Black Lightning is striking for how many well-rounded black characters it has, which allows for tough exchanges like the one between Anissa and her father to take place every week. (The show also takes care to include people of different backgrounds without reducing them to some single aspect of their identity, like race or sexuality.) There’s Inspector William Henderson (Damon Gupton), an African American police officer who often hears from other black Freeland residents that he’s doing a poor job protecting the community. And where others see Black Lightning as a welcome hero, after Jefferson chooses to use his powers again, Henderson considers him a vigilante. We also see the gang leader Lala (William Catlett)—who, like Jefferson, is big on molding the next generation—telling a young boy to spend less time on his phone and to work harder … except he’s talking about dealing drugs.

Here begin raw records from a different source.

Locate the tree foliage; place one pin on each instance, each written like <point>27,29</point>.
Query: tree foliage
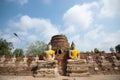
<point>117,48</point>
<point>18,52</point>
<point>96,50</point>
<point>5,47</point>
<point>36,48</point>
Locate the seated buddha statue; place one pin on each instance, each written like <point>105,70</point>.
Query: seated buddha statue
<point>13,59</point>
<point>49,54</point>
<point>74,53</point>
<point>2,59</point>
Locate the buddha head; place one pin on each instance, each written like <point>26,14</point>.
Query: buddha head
<point>72,46</point>
<point>49,46</point>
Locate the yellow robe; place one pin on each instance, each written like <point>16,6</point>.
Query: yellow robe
<point>74,53</point>
<point>50,53</point>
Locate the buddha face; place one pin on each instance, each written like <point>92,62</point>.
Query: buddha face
<point>49,47</point>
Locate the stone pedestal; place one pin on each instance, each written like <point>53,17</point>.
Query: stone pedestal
<point>2,61</point>
<point>46,69</point>
<point>23,63</point>
<point>77,68</point>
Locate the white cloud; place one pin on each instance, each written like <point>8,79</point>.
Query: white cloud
<point>37,26</point>
<point>32,38</point>
<point>47,1</point>
<point>22,2</point>
<point>110,8</point>
<point>80,16</point>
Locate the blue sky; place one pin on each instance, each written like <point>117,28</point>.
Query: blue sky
<point>89,23</point>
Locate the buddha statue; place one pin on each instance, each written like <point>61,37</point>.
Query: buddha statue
<point>49,54</point>
<point>13,59</point>
<point>25,59</point>
<point>90,59</point>
<point>36,58</point>
<point>23,63</point>
<point>2,59</point>
<point>74,53</point>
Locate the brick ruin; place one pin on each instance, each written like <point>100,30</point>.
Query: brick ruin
<point>89,64</point>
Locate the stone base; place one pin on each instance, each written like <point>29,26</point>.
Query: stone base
<point>46,69</point>
<point>79,75</point>
<point>77,68</point>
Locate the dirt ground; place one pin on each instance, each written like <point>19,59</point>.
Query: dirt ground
<point>92,77</point>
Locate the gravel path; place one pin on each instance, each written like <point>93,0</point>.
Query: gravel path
<point>92,77</point>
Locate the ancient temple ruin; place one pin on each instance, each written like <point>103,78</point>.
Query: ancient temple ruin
<point>61,63</point>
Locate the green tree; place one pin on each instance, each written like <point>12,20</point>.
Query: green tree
<point>117,48</point>
<point>5,47</point>
<point>36,48</point>
<point>96,50</point>
<point>18,52</point>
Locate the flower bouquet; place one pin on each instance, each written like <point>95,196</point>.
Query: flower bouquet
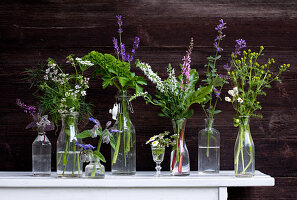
<point>209,138</point>
<point>250,79</point>
<point>175,95</point>
<point>115,71</point>
<point>63,95</point>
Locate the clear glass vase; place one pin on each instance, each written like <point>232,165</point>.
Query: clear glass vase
<point>158,157</point>
<point>95,169</point>
<point>244,150</point>
<point>209,149</point>
<point>68,154</point>
<point>41,154</point>
<point>179,159</point>
<point>123,157</point>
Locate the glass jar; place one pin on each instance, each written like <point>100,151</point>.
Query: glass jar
<point>244,150</point>
<point>95,169</point>
<point>123,157</point>
<point>209,149</point>
<point>158,157</point>
<point>41,154</point>
<point>179,160</point>
<point>68,154</point>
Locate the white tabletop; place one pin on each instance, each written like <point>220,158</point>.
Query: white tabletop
<point>141,179</point>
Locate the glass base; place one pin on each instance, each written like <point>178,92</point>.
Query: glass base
<point>69,175</point>
<point>120,173</point>
<point>180,174</point>
<point>41,174</point>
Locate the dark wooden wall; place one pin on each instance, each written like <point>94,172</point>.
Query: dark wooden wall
<point>32,31</point>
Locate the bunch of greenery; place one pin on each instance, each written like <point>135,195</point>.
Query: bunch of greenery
<point>175,95</point>
<point>249,79</point>
<point>60,92</point>
<point>114,72</point>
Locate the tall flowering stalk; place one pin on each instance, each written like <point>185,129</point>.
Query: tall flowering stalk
<point>249,79</point>
<point>174,96</point>
<point>215,79</point>
<point>115,71</point>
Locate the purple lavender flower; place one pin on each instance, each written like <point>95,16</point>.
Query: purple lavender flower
<point>186,67</point>
<point>120,22</point>
<point>219,28</point>
<point>123,52</point>
<point>227,67</point>
<point>217,92</point>
<point>240,43</point>
<point>116,46</point>
<point>27,109</point>
<point>85,146</point>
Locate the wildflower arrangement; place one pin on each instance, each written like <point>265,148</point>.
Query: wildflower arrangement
<point>250,79</point>
<point>62,92</point>
<point>40,122</point>
<point>212,77</point>
<point>115,71</point>
<point>176,94</point>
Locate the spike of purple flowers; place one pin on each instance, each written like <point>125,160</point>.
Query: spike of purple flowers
<point>27,109</point>
<point>186,67</point>
<point>240,43</point>
<point>116,46</point>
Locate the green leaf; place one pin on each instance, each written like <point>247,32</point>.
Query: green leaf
<point>123,81</point>
<point>84,134</point>
<point>97,154</point>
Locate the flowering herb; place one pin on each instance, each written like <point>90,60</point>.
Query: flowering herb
<point>62,92</point>
<point>159,140</point>
<point>116,71</point>
<point>104,135</point>
<point>212,77</point>
<point>249,79</point>
<point>175,95</point>
<point>41,123</point>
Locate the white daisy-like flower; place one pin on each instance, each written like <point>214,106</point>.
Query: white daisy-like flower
<point>155,143</point>
<point>83,93</point>
<point>228,99</point>
<point>239,100</point>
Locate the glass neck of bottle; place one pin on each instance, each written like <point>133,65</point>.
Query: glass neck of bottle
<point>209,123</point>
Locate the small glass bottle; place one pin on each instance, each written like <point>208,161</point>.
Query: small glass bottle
<point>123,157</point>
<point>179,159</point>
<point>244,150</point>
<point>41,154</point>
<point>158,157</point>
<point>68,154</point>
<point>209,149</point>
<point>95,169</point>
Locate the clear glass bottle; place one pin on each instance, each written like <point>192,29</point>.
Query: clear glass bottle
<point>180,160</point>
<point>209,149</point>
<point>158,157</point>
<point>244,150</point>
<point>41,154</point>
<point>123,157</point>
<point>68,154</point>
<point>95,169</point>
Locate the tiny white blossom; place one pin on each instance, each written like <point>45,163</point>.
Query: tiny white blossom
<point>228,99</point>
<point>83,93</point>
<point>239,100</point>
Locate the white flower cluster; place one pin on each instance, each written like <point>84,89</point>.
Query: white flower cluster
<point>234,94</point>
<point>147,70</point>
<point>171,82</point>
<point>43,121</point>
<point>84,62</point>
<point>51,73</point>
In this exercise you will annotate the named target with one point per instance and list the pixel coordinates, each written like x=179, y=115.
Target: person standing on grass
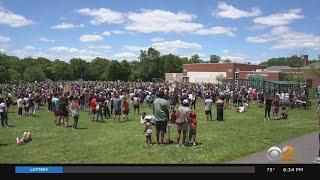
x=49, y=97
x=82, y=102
x=3, y=113
x=267, y=108
x=193, y=101
x=116, y=107
x=63, y=111
x=219, y=105
x=55, y=109
x=125, y=108
x=75, y=112
x=193, y=128
x=183, y=126
x=20, y=106
x=136, y=104
x=318, y=113
x=31, y=105
x=207, y=107
x=26, y=105
x=93, y=107
x=161, y=116
x=99, y=108
x=276, y=106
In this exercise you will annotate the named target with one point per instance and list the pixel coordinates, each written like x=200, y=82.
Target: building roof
x=283, y=82
x=316, y=64
x=277, y=68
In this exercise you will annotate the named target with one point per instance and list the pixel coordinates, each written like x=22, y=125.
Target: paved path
x=306, y=146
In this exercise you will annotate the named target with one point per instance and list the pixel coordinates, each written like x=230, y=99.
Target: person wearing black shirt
x=219, y=105
x=267, y=108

Other recent TV shows from African American creators have explored similar territory. In Season 1 of Dear White People, black college students regularly discuss the best way to deal with racism. After a campus cop pulls a gun on one young black man during a party, the series shifts its focus to follow various reactions; some students turn their anger inward, others protest. ABC’s Black-ish frequently illustrates the disagreements within the African American community (often in terms of the generational divide) on problems like police brutality or the stigma surrounding therapy.
Unlike those half-hour comedies, of course, Black Lightning is a superhero story, which means it can approach similar topics a little more creatively. Even if the constant juxtaposition of Jefferson and Anissa’s beliefs can at times feel a little on-the-nose, the fantasy elements help keep things fresh. In the pilot, Anissa (who’s unaware of her father’s secret life) discovers a power of her own: some sort of super-strength, which she uses to take down drug dealers in the fourth episode. It’s a clever twist because Black Lightning knows it’s impossible for one person—powers or not—to fix an entire community alone. The reveal also raises the dramatic stakes: Both father and daughter will certainly keep their abilities to themselves, but viewers also know that if (or, when) Jefferson finds out, he’ll project his own fears about being a hero—and the mental and physical toll it takes—onto his daughter.
Black Lightning’s broader exploration of the multitudes contained within a larger whole is nicely embodied by Jefferson himself. He’s both Principal Pierce and Black Lightning; these two halves are always working against each other, a conflict that’s been with Jefferson since the start of the series. Within the first five minutes of the pilot, Jefferson is pulled over—in his business suit, with his daughters in the car—by two police officers, who manhandle him. After demanding an explanation, he’s simply told that he fits a description of someone who robbed a liquor store, the unspoken description, of course, being “black man.” This profiling makes Jefferson want to go full–Black Lightning; you can literally see the electricity in his eyes, but he has to contain himself. After all, as Jefferson says in that episode, “I have saved more lives as a principal than I ever would have as Black Lightning.”